A couple of years ago, I played a prototype of an as-yet unpublished game that was essentially a scenario-based dudes-in-a-hall game with a modern, Special Forces theme. The game needed lots of work, but it really made me aware of how underused modern military conflict is as subject matter- at least on the tabletop. You’d think that with the popularity of such themes in video games that there’d be more crossover, but with a few rare exceptions there isn’t anything resembling a tabletop Modern Warfare. When I saw that US Games Systems was releasing a title called Hooyah: The Navy SEALS Card Game, I thought there might be a breakthrough. Unfortunately, the gameplay is closer to Ticket to Ride than Zero Dark Thirty.
Designed by Mike Fitzgerald, who did a couple of great Rummy-based mystery games and the underrated Wyatt Earp over a decade ago, Hooyah follows on by being a mostly abstract, unthematic game with solid mechanics. This is definitely a disappointment out of the gate because almost nothing most folks would want out of anything that claims to be Navy SEALS-related is represented. Conflict is represented literally by colored, numbered cards and unspecific skill checks. There are no “tangos”, and almost no sense of meaningful opposition. Gameplay actions and decisions are completely divorced from any sense of integration between theme and mechanic. Operation Neptune Spear- the raid that ended with a SEAL putting two bullets into Osama Bin Laden- boils down to cooperatively playing enough of those colored cards to match a couple of target numbers.
Mr. Fitzgerald’s strength is in designing traditional card games with a light dusting of subject matter, and that’s definitely the case here. It’s worked in the past, but not so much in Hooyah. He really does try to sell the Navy SEALS concept- in each description of the game’s included missions he at least tries to explain why you’re using particular colors to overcome obstacles since each coordinates at least in name to a SEAL skill.

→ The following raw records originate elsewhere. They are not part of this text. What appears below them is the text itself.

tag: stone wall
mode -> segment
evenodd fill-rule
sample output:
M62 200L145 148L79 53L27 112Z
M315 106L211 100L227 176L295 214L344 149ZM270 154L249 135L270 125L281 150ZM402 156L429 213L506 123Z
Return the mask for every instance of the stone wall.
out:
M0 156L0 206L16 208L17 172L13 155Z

But it just doesn’t provide enough of a transitive layer to put the player in the situation and communicate the danger of the kinds of operations that SEALS take on or the almost superhuman skill with which they execute them. Character cards with negligible special abilities don’t equate to immersion or engagement.
It’s a cooperative game, and most of what goes on consists of drafting cards either from a display or a blind draw from a deck. There are some equipment cards that generally let you pair them up with other cards to make another color or provide a special function such as resetting the display. There’s a really quite cool timer mechanic whereby players only get a certain number of drafts before they start losing health, which adds a nice and rather unexpected degree of tension to a mundane game process.

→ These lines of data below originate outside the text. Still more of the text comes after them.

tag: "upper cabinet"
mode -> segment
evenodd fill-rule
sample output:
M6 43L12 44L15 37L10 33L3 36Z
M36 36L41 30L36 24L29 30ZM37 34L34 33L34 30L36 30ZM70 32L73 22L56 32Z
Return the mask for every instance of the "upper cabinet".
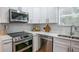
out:
M61 7L59 8L59 24L65 26L79 26L79 8Z
M58 23L58 8L57 7L48 7L47 15L49 23Z
M57 23L58 9L56 7L28 8L29 23Z
M9 23L8 7L0 7L0 23Z
M33 15L32 15L32 23L40 23L41 17L40 17L40 8L34 7L33 8Z
M46 20L48 20L48 16L47 16L47 7L41 7L40 8L40 23L46 23Z
M9 8L28 13L31 24L58 23L57 7L0 7L0 23L9 23Z

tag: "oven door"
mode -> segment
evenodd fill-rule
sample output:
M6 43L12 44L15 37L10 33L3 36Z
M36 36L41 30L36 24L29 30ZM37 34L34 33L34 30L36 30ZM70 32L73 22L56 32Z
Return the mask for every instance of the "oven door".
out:
M32 52L32 40L23 40L13 43L14 52Z

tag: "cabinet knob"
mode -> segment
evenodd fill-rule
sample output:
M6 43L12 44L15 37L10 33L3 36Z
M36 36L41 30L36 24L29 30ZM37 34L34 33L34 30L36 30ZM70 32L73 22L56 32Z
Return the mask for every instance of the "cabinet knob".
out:
M69 52L69 48L68 48L68 50L67 50L68 52Z
M74 52L74 51L73 51L73 48L72 48L72 52Z

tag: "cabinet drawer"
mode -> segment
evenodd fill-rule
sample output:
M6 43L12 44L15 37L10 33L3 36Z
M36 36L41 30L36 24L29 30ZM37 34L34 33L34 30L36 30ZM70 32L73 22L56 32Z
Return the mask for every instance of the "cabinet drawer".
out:
M61 42L61 43L64 43L66 45L70 45L70 40L62 39L62 38L54 38L54 42Z

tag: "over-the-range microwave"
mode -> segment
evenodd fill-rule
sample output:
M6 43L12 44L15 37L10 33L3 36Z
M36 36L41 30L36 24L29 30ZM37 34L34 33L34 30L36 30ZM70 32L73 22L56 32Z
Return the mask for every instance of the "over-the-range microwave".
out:
M29 14L23 11L9 9L9 21L26 23L29 20Z

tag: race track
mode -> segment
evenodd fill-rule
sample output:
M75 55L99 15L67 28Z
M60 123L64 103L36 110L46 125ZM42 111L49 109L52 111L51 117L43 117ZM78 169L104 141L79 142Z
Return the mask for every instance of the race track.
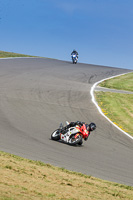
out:
M0 59L0 150L133 186L133 140L103 118L92 85L129 70L45 58ZM95 122L81 147L50 139L65 121Z

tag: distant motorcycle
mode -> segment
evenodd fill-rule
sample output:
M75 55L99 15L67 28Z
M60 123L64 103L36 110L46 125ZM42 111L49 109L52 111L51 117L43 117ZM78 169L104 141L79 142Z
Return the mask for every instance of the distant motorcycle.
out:
M73 64L76 64L78 62L78 57L76 54L72 54L72 62Z
M69 122L66 122L68 125ZM62 124L51 134L52 140L61 140L69 145L82 145L83 139L85 139L88 134L85 124L83 126L76 125L75 127L70 127L66 130L66 133L62 133Z

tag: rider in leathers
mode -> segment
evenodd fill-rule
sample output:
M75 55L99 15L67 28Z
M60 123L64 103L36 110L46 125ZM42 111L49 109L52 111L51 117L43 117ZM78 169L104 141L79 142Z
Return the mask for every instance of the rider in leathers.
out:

One player is a Lieutenant Commander, and at any point he can make a Roll Call- this is a smart way that the game gets around the “what cards do you have” groupthink that can spoil card-based co-ops. If the LC feels like the players have a good shot at making it through the current of five Ops (really just a pair of colored, numbered cards that indicate how many and what kind of cards the team will need to discard), it can be executed following a round of Events. It’s almost laughable to call them events, because they’re really just unexpected penalties and discards. Make it through, and if there was any time left on the clock from the preparation round there’s a bonus. It all ends if any player loses all of their health from failing skill checks or random events.
If you haven’t already sorted it out, I’m not very impressed by a game that calls itself the “Navy SEALS Card Game” that boils down to lots of card drawing and discards, occasionally showing you a picture of an assault rifle on a card. I really admire Mr. Fitzgerald’s attempt at bringing in historical missions with included descriptions and as a highly abstract, family card game it might be successful with some groups look for a low friction, low commitment card game. That said I’m not quite sure why it needs 40 pages of rules, even if it is a small format book.
It’s also a fairly easy game although there a couple of ways to increase the difficulty. But they’re silly- take one less health at the beginning or whatever. The missions are all more or less the same, just requiring different discards. One or two have some minor alterations, like an Insertion card that comes up or that handicaps one of the team members since they’re protecting a hostage.
The moral of the story here is to keep in mind that this a US Games System game designed by Mike Fitzgerald. That means it’s simple, abstract, traditional card game with pictures on the cards. It fits that description to a T, but Mr. Fitzgerald has done better designs and frankly there are better co-op games in this class that offer more value and more compelling gameplay. Whatever you do, don’t go into Hooyah expecting to come out feeling like you were a member of SEAL Team Six.